Organisations were also by and large totally unprepared for the exodus of knowledge and expertise resulting from the ageing of the workforce and the subsequent mass retirement, especially of the Baby Boom generation.
Fewer than a third of European companies had conducted a full analysis of which employees held critical business knowledge while much the same percentage had done nothing at all.
Slightly more than a third of the HR managers polled were already today experiencing particular skills shortages in technical knowledge and a fifth were having problems finding job candidates with the IT skills needed for vacant positions.
"Tomorrow's companies will compete not on low wages or natural resources, but on skills as the driver of innovation and productivity.

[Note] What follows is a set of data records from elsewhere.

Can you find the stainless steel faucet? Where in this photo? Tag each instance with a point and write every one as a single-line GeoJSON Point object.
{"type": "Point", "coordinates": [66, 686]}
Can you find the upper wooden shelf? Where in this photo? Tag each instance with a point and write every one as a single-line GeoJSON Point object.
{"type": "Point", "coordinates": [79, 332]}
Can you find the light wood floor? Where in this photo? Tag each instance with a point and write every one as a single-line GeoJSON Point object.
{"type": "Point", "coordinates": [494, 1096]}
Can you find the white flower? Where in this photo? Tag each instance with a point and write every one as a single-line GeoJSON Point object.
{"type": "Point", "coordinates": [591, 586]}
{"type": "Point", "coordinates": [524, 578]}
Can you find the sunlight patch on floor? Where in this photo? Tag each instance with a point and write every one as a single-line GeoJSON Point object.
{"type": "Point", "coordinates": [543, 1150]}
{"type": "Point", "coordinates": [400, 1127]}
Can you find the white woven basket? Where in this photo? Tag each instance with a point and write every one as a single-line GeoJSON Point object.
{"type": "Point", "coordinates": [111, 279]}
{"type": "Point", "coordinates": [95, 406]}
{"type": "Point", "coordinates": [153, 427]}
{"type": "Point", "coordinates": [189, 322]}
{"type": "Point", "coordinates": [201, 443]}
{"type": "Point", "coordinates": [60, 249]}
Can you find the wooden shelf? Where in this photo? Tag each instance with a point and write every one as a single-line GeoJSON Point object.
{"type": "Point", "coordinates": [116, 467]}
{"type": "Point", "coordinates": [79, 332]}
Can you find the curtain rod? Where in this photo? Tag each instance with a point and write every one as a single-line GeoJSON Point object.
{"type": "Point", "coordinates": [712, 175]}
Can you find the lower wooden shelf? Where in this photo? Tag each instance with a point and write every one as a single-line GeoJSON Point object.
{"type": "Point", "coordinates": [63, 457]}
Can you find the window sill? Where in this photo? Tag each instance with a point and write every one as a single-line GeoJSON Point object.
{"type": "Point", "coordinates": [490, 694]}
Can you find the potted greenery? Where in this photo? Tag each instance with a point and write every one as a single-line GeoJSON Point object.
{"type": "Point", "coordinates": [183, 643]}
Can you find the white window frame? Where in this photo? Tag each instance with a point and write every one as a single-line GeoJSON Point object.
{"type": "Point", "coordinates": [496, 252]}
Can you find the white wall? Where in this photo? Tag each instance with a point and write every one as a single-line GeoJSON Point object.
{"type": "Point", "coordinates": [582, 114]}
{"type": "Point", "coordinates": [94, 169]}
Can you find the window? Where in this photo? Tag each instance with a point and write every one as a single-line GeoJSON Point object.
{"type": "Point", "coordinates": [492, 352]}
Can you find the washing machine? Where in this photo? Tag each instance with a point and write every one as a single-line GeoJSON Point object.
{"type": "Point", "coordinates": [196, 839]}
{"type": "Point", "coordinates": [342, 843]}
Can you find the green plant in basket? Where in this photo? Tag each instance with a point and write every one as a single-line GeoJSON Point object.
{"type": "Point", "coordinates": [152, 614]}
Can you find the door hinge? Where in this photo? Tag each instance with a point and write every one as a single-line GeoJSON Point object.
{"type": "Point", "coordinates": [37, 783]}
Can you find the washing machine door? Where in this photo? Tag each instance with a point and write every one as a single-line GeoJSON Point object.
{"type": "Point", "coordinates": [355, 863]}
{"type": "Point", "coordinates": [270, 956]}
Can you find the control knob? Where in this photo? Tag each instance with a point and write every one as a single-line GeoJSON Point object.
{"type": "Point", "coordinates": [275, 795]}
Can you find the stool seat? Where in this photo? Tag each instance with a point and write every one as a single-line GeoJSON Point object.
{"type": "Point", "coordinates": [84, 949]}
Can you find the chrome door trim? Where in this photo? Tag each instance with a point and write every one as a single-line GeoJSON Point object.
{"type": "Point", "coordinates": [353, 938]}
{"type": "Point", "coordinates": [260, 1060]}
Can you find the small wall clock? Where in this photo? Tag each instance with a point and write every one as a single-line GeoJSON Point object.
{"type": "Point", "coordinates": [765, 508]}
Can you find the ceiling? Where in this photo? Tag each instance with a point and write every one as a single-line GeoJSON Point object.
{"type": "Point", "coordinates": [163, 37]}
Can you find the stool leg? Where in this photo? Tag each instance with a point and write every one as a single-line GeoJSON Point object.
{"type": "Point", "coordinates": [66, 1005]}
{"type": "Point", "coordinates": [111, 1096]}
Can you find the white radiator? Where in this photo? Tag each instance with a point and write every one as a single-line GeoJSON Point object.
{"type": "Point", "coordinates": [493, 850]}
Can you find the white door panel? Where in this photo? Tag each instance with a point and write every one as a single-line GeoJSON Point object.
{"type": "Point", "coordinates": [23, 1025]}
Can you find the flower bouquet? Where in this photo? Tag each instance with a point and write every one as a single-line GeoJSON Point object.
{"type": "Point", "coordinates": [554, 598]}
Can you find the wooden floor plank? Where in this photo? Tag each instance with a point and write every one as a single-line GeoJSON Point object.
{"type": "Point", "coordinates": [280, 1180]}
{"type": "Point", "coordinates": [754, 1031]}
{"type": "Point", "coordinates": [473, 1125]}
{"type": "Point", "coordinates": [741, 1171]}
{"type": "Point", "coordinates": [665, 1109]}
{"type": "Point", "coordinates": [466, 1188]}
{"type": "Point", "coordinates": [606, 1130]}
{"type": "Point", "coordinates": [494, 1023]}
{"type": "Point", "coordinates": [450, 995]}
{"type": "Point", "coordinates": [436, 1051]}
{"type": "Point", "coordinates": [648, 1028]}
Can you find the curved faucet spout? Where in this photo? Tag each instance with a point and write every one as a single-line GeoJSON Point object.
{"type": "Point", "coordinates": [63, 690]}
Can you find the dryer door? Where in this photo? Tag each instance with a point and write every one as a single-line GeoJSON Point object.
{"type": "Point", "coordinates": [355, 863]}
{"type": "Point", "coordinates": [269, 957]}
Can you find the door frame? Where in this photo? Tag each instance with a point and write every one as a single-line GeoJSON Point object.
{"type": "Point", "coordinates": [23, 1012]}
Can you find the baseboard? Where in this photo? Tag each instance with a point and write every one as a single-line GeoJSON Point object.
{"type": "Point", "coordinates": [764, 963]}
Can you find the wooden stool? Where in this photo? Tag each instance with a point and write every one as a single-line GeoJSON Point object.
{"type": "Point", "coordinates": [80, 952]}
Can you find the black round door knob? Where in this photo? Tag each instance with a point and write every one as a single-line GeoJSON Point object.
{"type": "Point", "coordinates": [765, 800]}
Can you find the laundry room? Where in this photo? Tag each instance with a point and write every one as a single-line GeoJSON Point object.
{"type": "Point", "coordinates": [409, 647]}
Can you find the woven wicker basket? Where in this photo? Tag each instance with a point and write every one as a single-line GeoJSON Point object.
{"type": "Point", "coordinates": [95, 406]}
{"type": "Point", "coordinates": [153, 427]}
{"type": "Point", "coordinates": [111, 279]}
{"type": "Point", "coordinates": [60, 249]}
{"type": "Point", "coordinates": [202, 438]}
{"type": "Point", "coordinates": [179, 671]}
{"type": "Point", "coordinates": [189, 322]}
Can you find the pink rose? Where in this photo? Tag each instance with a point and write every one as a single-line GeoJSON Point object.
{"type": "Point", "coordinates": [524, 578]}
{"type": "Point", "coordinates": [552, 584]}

Growing companies will increasingly look to the global workforce to satisfy their appetite for skills and expertise," said Wolfgang Clement, Adecco chairman and former German minister of economics and labour.
"Technology has demolished the boundaries once presented by geographical distances. Talent can be leveraged regardless of location. These changes will magnify the challenge of managing people and talent.
"Competing for skills will mean finding the right strategy to keep skilled employees, and keeping them engaged, trained and committed. Talent management will increasingly become a key differentiator for companies," he added.